Just Play and the Lessons Learned

Over the past eight years, I’ve been involved coaching and taking my son to minor sports, mainly soccer.  I’ve watched him play for club teams and various school teams over the years.  I’ve written about some of my thoughts on what I’ve seen in minor sports in this blog and in other newsletters at KCS over the years:  treatment of referees by spectators as well as the behaviour of some coaches are topics that I’ve observed and commented on.
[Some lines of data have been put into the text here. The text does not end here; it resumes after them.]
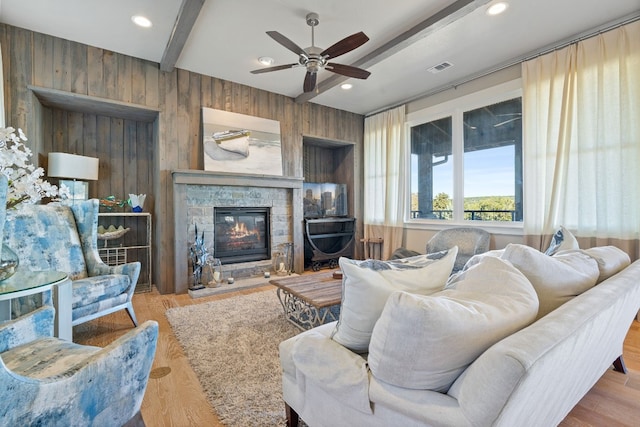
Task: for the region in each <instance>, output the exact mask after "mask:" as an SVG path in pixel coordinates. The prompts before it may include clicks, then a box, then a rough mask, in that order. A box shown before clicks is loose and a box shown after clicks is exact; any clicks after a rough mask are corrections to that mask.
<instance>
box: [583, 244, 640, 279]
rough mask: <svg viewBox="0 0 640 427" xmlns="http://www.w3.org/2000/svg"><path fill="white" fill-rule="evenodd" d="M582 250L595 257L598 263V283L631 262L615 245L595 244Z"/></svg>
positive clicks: (625, 253)
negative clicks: (600, 244) (594, 247)
mask: <svg viewBox="0 0 640 427" xmlns="http://www.w3.org/2000/svg"><path fill="white" fill-rule="evenodd" d="M582 252H584V253H585V254H587V255H589V256H590V257H591V258H593V259H595V260H596V262H597V263H598V269H599V270H600V276H599V277H598V283H600V282H602V281H603V280H607V279H608V278H609V277H611V276H613V275H614V274H616V273H618V272H620V271H622V270H624V269H625V268H626V267H628V266H629V264H631V258H629V255H628V254H627V253H626V252H625V251H623V250H622V249H620V248H617V247H615V246H597V247H595V248H589V249H584V250H583V251H582Z"/></svg>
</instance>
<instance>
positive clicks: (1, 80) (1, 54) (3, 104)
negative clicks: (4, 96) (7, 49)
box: [0, 47, 5, 128]
mask: <svg viewBox="0 0 640 427" xmlns="http://www.w3.org/2000/svg"><path fill="white" fill-rule="evenodd" d="M3 127H5V118H4V71H3V65H2V47H0V128H3Z"/></svg>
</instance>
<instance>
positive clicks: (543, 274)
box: [502, 243, 600, 318]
Upon reflection, I realized that I’ve never written about the players.  And this brings me to a story of watching my son play basketball with five guys he never knew before he stepped on the floor with them on Easter weekend.

My thirteen year old son, Brandon, and I went to work out at the fitness facility our family joined.  We started off together doing various exercises and then he went off to shoot baskets in the gym.  Earlier this year he decided that he was going to play on the school basketball team for the first time.  The playoffs were starting the next week so he wanted to go and practice dribbling and shooting for a while.  After an hour or so I finished what I was doing, and with the help of an oxygen tank, made my way up to the gym.  When I arrived, I noticed Brandon was involved in a 3-on-3 game with some other boys, who ranged in age from 12-15.  I sat and watched for twenty minutes.

To me, this was sports at its essence:  a group of children getting together to play a game.  It reminded me of my childhood when a bunch of us would congregate after school or on the weekend to play road hockey, soccer, football or baseball.  We’d set a time to meet and then we “figured it out” from there.  So many times, other kids we didn’t know would wander by and get invited to play in whatever game we were playing.  Brandon and these five other boys ended up together on the court not knowing each other when they arrived.  They picked teams, changed them when necessary, and called their own fouls.  They congratulated each other on great plays and shots; they competed, disagreed, laughed and poked fun at each other for over an hour.  Amazingly this was all done without listening to the input of others on the sidelines.  They just played.

I think for my son, he likely took away other memories than I did from that Saturday; as a thirteen year old, he’s likely forgotten about the game in the same way he forgets about the things I ask him to do around the house!  But for me that game allowed me to witness something about Brandon’s personality: it showed me that he has the willingness to get together with others he doesn’t know for a brief moment in time, and because they shared a common interest, have a good time.  It also  reminded me what my role is as a parent of an athlete: to get Brandon to his games and training on time, let his coach do the coaching, and let Brandon tell me about the training or the game afterwards.  The rest is really up to him.

Derek Logan
Head of School

7/8 Boys Floor Hockey Team Triggers Memories

Last Wednesday, I went to our boys floor hockey tournament in Oakville with Mr. Marshall.  As I expected, the boys were competitive, terrific sportsmen, and represented KCS in the way I’ve come to expect over the past thirteen years.

The boys were playing our arch rival, Mentor College, in the semi-finals.  Mentor had squeaked out a 5-4 victory in the round robin portion of the tournament against us, and following the game I heard a number of their players say in front of our boys that they were expecting to play Fern Hill in the finals.  Our boys had other plans for the first 21 minutes of the game.  We were up 6-2 with six minutes remaining…but we lost 7-6.  I was disappointed for the boys, but fifteen minutes later, they had “recovered” from the defeat and they were back to being their usual selves on the bus ride back to KCS.

As we were driving home, and I was thinking that this is what Ron Wilson and Randy Carlyle must have felt like this year, I remembered a particularly memorable defeat that my Dad reminded me of just a couple of years ago when he said to my son, Brandon, “You should ask your Dad about the time his team lost to Ottawa in hockey.”  I remember him saying this and thinking to myself, I’ve forgotten about this loss for the past 30 or so years, and yet you’ve kept this in your memory bank for that long.  One of the messages of this exchange is that the things we do as kids can often stay with our parents longer than it might stay with the child who actually does them.  Anyways, when I was either 14 or 15 we were playing ice hockey against Ottawa.  We were winning 4-0 with two minutes to go in the game.  When ended up losing 5-4 in the first minute of overtime.  My Dad had remembered this event and triggered my memory about it two years ago when he was speaking with my son.  The KCS boys on Thursday brought it back.  I have a message for the boys:  You’ll forget about this in time.  Your parents might not.